La sua presenza, con esempi di carità e di coraggio, è stata talmente impressa nei cuori della gente di Milano che il periodo storico verrà ricordato come la “peste di San Carlo” e secoli dopo anche Alessandro Manzoni ne parlerà nel romanzo “I Promessi Sposi”.

Bisogna ricordare che Carlo maturò anche una particolare devozione per la Passione di Gesù da cui nacque il desiderio di venerare la Santa Sindone, che all’epoca era proprietaria dei duchi di Savoia e conservata nel Castello di Chambéry, in Francia.

In onore al vescovo di Milano, nel 1578 la famiglia Savoia, nella figura del duca Emanuele Filiberto, fece spostare il sudario di Cristo a Torino.

Carlo Borromeo partì a piedi per Torino il 6 ottobre dello stesso anno, accompagnato dal suo direttore spirituale il gesuita Francesco Adorno e da un piccolo seguito di segretari e canonici, arrivando a destinazione dopo 4 giorni.

Rinnovò il pellegrinaggio alla Sindone nel 1581, 1582 e nel 1584 e in queste occasioni si fermò con devozione e preghiera nelle cappelle del Sacro Monte di Varallo.

I suoi pellegrinaggi erano caratterizzati da molte ore di preghiera e da digiuni, perchè Carlo voleva unire le sue penitenze alla Passione di Cristo.

All’età di 45 anni Carlo soffriva di diverse malattie, ma ugualmente in marzo posa la prima pietra del Santuario di Rho e fonda la Confraternita del Rosario in Duomo, durante l’estate fece la visita pastorale nel basso milanese e nella Brianza, poi in ottobre di ritorno da Torino andò a Varallo per eseguire gli esercizi spirituali con il gesuita Adorno.

Durante queste preghiere davanti alle cappelle della Passione fu colto da forti febbri che però non gli impedirono di recarsi il 29 ottobre, con delega papale, ad Ascona per la cerimonia di fondazione del Collegio Papino, però il primo novembre ebbe un nuovo malore.

Fu trasportato in barca a Milano attraverso il Naviglio e raggiunse casa il 2 novembre.

Le condizioni gravi del cardinale fecero chiedere da lui stesso l’amministrazione dei sacramenti ricevendo il Viatico e l’Unzione degli infermi.

Carlo muore a Milano a soli 46 anni nella sera del 3 novembre 1584 lasciando però un’eredità morale e spirituale immensa.
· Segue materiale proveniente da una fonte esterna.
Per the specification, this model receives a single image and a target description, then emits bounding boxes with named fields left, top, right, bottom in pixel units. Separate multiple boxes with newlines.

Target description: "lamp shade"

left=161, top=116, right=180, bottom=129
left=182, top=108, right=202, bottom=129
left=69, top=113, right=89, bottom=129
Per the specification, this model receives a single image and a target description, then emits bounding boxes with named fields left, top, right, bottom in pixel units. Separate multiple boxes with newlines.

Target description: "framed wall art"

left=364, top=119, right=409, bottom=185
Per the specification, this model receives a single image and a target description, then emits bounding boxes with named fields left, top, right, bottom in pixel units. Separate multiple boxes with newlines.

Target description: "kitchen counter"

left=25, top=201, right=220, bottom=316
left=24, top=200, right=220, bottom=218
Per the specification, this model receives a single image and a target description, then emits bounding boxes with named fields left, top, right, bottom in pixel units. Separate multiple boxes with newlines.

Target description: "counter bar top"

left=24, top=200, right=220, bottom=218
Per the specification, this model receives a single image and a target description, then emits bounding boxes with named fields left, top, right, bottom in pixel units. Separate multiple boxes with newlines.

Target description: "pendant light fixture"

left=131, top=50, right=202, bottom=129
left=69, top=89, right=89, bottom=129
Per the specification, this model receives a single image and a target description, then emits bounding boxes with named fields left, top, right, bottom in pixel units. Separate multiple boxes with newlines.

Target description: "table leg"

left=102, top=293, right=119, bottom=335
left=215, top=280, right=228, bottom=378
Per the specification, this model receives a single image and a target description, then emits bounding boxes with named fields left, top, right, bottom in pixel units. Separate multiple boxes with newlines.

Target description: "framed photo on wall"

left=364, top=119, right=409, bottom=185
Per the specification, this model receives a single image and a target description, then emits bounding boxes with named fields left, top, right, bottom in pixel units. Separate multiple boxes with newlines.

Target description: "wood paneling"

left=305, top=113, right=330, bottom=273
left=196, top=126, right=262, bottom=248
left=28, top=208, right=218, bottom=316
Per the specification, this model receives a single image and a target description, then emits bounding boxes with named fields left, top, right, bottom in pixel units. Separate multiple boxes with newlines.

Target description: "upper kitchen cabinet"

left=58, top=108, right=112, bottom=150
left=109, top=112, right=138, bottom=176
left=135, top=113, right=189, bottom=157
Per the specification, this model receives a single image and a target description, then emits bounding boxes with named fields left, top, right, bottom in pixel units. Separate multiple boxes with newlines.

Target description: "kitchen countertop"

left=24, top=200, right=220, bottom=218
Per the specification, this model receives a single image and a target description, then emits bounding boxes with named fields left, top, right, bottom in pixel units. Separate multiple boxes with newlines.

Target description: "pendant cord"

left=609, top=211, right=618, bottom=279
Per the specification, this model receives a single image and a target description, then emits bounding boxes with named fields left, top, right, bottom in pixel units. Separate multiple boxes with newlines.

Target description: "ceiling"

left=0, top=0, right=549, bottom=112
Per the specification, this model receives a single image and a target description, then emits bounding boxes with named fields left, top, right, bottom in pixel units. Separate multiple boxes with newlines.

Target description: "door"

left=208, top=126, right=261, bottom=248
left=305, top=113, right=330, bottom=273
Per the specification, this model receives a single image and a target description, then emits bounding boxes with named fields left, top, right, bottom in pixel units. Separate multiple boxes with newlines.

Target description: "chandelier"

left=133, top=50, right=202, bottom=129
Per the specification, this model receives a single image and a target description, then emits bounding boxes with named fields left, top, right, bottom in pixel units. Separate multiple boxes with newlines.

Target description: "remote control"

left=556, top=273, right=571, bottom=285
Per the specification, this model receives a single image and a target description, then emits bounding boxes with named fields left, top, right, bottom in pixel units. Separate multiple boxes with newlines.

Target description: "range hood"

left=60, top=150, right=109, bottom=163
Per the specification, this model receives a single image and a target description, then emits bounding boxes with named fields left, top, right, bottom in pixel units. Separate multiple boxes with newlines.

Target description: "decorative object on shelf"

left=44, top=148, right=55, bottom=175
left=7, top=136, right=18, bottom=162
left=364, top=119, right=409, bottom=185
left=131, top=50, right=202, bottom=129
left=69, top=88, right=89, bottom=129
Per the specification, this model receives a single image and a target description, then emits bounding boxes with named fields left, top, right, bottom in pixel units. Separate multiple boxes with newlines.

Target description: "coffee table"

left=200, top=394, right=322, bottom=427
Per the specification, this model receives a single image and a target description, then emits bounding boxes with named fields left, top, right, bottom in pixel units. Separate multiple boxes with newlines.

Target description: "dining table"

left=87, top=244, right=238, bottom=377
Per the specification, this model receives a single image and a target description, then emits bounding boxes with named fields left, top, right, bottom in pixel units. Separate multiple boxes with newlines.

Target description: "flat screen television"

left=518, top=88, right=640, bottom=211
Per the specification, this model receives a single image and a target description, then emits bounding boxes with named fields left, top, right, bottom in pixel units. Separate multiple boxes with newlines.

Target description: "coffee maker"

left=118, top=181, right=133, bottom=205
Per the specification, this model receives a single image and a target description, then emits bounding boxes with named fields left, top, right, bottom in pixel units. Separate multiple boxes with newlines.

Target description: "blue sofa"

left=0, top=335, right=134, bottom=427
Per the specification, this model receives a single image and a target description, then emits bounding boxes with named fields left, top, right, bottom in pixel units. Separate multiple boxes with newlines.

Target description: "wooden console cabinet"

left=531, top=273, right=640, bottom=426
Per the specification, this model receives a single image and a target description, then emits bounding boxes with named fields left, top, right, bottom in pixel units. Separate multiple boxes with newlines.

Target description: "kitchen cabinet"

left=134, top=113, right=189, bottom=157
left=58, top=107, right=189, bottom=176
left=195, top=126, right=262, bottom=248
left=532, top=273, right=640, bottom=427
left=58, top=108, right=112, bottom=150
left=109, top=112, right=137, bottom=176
LA CANONIZZAZIONE DI SAN CARLO

Il sepolcro di Carlo Borromeo fu subito meta di culto da parte del suo popolo e questo indusse gli oblati di Sant’Ambrogio in accordo con le autorità civili di chiedere l’apertura del processo diocesano nel 1601.

Viene beatificato nel 1602 da Clemente VIII e poi canonizzato nel 1610 da Paolo V.

Le sue spoglie riposano nella Cripta del Duomo di Milano, denominato “Scurolo”, ricoperto da pannelli in lamina d’argento che ne ripercorrono la vita.

La bolla di canonizzazione ne elogia le molte virtù personali, sottolineando principalmente gli aspetti della sua pietà, della sua ascesa, della carità e proposto come modello di amore di Dio e del prossimo.

In epoche successive viene valorizzata anche la sua grandezza come vescovo riformatore della Chiesa, quindi come pastore.